図5、図6は本発明の静電気対策部品に対する比較例を示したものである。図5の比較例は第1放電電極3と第3放電電極5がない構成で、第2放電電極4と第4放電電極6がギャップ10を隔て位置された構成であり、本質的に特許文献2と同じである。また図6の比較例は第2放電電極4と第3放電電極5がない構成で、第1放電電極3の先端と第4放電電極6の先端が放電空洞部2を隔て位置している。特許文献1と似た構成であるが、放電空洞部2を介して対向するように投影した際、重複する部分がなく、高電圧の静電気を繰り返し印加してもショートしにくい構造としている。
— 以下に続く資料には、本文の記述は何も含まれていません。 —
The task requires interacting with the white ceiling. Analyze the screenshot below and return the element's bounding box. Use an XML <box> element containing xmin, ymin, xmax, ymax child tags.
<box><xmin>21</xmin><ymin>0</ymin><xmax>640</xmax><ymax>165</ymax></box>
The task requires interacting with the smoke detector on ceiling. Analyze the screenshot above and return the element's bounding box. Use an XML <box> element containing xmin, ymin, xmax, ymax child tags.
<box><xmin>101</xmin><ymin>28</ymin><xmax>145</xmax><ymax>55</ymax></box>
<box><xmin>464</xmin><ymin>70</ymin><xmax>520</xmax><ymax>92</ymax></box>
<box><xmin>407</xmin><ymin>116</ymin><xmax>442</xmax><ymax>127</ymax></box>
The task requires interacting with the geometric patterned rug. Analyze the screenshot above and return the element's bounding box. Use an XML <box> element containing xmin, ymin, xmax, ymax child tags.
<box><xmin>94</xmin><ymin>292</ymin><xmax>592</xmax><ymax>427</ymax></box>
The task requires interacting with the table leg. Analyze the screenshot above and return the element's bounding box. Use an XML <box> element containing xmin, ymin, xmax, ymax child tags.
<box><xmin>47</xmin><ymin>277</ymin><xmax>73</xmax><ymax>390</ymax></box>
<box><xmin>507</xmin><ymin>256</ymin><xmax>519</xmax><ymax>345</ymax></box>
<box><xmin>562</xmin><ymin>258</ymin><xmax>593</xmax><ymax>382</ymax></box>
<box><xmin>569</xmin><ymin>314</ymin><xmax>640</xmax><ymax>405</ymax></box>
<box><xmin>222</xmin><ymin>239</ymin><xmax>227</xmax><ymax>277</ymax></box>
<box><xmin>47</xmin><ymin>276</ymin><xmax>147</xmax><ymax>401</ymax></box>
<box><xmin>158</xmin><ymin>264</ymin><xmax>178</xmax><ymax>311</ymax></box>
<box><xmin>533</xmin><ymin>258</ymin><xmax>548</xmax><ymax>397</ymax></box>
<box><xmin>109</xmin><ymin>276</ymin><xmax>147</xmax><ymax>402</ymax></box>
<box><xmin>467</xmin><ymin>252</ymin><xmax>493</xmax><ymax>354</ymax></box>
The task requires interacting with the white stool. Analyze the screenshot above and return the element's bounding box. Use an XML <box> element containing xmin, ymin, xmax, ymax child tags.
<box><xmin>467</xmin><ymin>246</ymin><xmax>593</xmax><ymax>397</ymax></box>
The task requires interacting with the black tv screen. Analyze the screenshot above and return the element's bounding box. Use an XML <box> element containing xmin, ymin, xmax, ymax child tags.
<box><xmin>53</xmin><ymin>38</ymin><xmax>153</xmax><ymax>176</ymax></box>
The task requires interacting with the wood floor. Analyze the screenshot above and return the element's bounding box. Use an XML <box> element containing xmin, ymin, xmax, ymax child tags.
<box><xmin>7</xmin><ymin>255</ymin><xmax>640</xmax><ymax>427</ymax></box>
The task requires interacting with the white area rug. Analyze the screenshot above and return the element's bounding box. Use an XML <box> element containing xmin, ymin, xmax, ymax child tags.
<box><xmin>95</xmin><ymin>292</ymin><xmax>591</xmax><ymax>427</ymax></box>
(表1)に、本発明の構成で検討した静電気対策部品の第1放電電極と第2放電電極間の距離(放電空洞部の高さ)、第1放電電極と第3放電電極とのギャップ間隔と、トリガー開始電圧、8kVにおける抑制ピーク電圧を示す。また比較例として図5、図6の構成で作製した静電気対策部品の検討した結果と比較する。なお、(表1)中のA〜Iは本発明の図1に該当する構造のもので、Jは比較例としての図5、Kは比較例としての図6にそれぞれ該当するものである。
Figure 2010108746
(表1)に示した結果のように、本発明の構成で作製した静電気対策部品A〜Iは、トリガー開始電圧が4kV〜6kV、8kVにおける抑制ピーク電圧が650V〜900Vと概ね良好な結果が得られた。一方比較例であるJ、Kのトリガー開始電圧は8kVよりも高かったため、8kVの抑制ピーク電圧は測定できなかった。IEC61000−4−2規格で規定されている印加電圧は、最も印加電圧の高いレベル4でも8kVであることから(レベルXを除く)、トリガー開始電圧が8kVよりも大きくなっては、静電気対策部品として不適格である。
放電高さ、ギャップ間隔が同じで構造の異なるサンプルAとサンプルJを比較すると、ギャップ間隔は同じなので、放電電極間の電界は同じであるが、サンプルJでは電位の異なる放電電極が同一平面上にあるのに対し、サンプルAではギャップが放電空洞部の上下2カ所あり、電位の異なる放電電極の表面が放電空洞部を介して露出しているため、電極表面からの電子放出性が高まり、トリガー開始電圧、抑制ピーク電圧を低下させるものと推定される。またサンプルKでは、第1放電電極と第4放電電極の電界は、放電空洞部を介した各電極先端の距離で決まることになり、素子表面上のギャップで電界が決まるサンプルAなどと比較すると電界が不安定となり、トリガー開始電圧、および抑制ピーク電圧が高くなってしまうものと推定される。
放電空洞部の高さは低く、ギャップ間隔は狭くなるほどトリガー開始電圧および抑制ピーク電圧は低くなる傾向にある。しかし、放電空洞部の高さを10μmよりも低くしようとすると、放電空洞部がセラミック材料で埋まってしまい容易に形成できなくなるなどの不具合が生じる可能性が高い。またギャップ間隔を25μmよりも狭くしようとすると、スクリーン印刷等のコストの安い厚膜プロセスが使えないなどの不具合が生じやすい。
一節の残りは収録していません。